Boasting some of the most impressive and captivating beaches in the world, Skiathos has long been a thriving and popular destination for those looking to relax and unwind. Like most Greek islands Skiathos possesses its own distinctive character, but still promises visitors an outstanding selection of beach-front hotels, a booming town-centre night life and not to forget the superb selection of Greek cuisine.
Skiáthos Town has a handful of hotels, but the majority of visitors base themselves at resort hotels behind the island’s garland of south-shore beaches. If town it must be, make it the quiet inland Bourtzi Boutique Hotel (Moraítou 8), with high service standards and a lap pool you may not use given the stunning beaches (over 60 of them) scattered around Skiáthos. Closest accommodation outside town, at Megáli Ámmos 1km southwest, are the luxurious, hillside Aegean Suites, averaging a hefty 55 sq m in area, with a live-cooking restaurant. Near the end of the bus line, behind poster-star Koukounariés Beach, more family-friendly Mandraki Village has lovingly landscaped grounds and an unusually competent hotel restaurant.
Skiáthos is one of those one-island towns, so aside from beachside kiosks with swim masks and flip flops, choice is limited to the harbour settlement. The Galerie Varsakis antique shop (Platía Trión Ierarhón, just up from the old port) is effectively a folklore museum, going since 1975, and given sky-high prices the owner Haris neither expects – nor probably wants – to sell most items, which include textiles, copperware, rural impedimenta and jewellery, as well as his own paintings. More accessible boutiques stocked with jeweller and ceramics line the small alleys between here and the main thoroughfare Papadiamándi.
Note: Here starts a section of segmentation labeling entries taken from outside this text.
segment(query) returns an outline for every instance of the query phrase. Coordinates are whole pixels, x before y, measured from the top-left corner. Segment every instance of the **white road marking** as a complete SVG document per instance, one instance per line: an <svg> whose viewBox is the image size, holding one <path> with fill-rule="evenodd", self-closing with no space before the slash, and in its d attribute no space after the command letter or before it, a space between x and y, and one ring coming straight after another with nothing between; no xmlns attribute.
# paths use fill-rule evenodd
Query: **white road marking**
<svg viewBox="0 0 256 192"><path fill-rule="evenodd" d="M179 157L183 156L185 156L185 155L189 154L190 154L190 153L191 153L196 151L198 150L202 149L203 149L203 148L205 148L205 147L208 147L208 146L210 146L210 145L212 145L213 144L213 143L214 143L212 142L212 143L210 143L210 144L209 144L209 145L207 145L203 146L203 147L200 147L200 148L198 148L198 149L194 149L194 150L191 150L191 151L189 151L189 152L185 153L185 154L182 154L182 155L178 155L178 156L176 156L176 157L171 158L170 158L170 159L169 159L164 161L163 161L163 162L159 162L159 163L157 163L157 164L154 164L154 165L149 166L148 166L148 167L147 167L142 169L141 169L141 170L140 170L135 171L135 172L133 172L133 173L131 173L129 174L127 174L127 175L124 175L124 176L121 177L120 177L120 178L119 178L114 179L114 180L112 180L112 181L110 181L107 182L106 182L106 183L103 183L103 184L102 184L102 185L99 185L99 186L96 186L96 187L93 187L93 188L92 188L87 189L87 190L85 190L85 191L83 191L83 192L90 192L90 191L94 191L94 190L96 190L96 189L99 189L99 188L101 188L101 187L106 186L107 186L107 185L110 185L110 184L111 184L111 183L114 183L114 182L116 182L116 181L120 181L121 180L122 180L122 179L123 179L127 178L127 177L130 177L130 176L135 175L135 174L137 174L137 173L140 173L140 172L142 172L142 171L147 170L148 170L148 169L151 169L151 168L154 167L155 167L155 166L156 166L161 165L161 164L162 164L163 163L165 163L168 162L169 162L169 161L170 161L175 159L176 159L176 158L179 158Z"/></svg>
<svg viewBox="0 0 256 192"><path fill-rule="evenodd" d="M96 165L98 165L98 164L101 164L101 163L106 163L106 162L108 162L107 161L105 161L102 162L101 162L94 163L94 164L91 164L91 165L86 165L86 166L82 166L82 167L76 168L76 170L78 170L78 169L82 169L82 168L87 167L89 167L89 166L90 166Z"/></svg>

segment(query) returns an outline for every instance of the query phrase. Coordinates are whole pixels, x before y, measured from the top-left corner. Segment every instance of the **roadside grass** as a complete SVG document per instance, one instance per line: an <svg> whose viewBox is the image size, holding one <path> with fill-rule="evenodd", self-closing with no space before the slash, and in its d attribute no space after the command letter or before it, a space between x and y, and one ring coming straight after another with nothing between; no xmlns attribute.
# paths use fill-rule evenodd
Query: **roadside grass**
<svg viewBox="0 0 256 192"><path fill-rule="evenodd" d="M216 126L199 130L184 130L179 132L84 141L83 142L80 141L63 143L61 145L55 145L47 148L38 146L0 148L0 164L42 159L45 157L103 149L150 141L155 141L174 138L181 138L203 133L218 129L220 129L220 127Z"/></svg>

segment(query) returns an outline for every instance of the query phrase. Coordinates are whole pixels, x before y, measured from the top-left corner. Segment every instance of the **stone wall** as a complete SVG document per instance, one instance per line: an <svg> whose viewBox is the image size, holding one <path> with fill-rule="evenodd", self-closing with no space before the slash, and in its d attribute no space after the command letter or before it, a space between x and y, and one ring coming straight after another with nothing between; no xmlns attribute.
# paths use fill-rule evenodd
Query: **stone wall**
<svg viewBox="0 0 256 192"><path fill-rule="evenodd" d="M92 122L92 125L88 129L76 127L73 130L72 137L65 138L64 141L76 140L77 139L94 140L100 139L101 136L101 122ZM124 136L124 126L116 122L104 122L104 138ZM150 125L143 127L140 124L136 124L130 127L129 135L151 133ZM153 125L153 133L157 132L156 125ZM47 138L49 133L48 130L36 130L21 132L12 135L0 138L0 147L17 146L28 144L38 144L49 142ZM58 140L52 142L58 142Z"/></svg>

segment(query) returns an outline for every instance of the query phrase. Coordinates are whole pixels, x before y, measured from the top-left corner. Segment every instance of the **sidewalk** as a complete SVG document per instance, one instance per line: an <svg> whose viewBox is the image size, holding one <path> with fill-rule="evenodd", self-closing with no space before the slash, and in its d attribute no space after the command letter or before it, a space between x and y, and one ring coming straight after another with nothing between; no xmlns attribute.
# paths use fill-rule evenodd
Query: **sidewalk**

There are plenty of mediocre, generic Mediterranean-grub eateries, both in town and behind the beaches. Outstanding exceptions include seafood-strong Amfiliki (opposite health clinic, Skiáthos Town), with tempting aromas luring you into such delights as bráska kípo (monkfish in sauce), and, among a line of trendier restaurants on the airport road (opposite yacht anchorage), locally attended Bakaliko, tricked out like a 1950s country grocery, with unusual takes on traditional platters. For starters, chops and casserole dishes, head for Alexandros (Kapdistríou, off Trion Ierarhón square), which has outdoor tables under the mulberry and frequent informal live acoustic music. Just below the road (approach to Tzaneriá Bay), Sklithri is an inconspicuous cult fish taverna – blink and you’ll miss it.
Skiathos Gay Seduction Festival
The island used to be known as ‘the straight Mýkonos’; not anymore strictly speaking, with this event bidding to become a regular fixture after its 2012 debut. Expect parties, model shows and the like.
Skiáthos honours its long-standing connection with the sea – wooden caique-building yards, facilities for modern yachties – with this modest shindig.
The tiny medieval island fortress with its open-air theatre, now joined to Skiáthos Town by a causeway, hosts a variety of musical and theatre events, plus exhibits, every summer.
Feasts of the Virgin (Panagía)
14 August, 21 November
On the evening of 14 August, there’s the funeral procession of the Virgin at Evangelístria Monastery – rarely observed elsewhere in Greece – while in November the Presentation of the Virgin is marked at Kounístra Monastery.
At Kástro, the now-ruined medieval capital on the north coast, the torpedoing of the Greek submarine Lambros Katsonis on patrol from British Egypt is commemorated with a memorial for the crew who mostly drowned.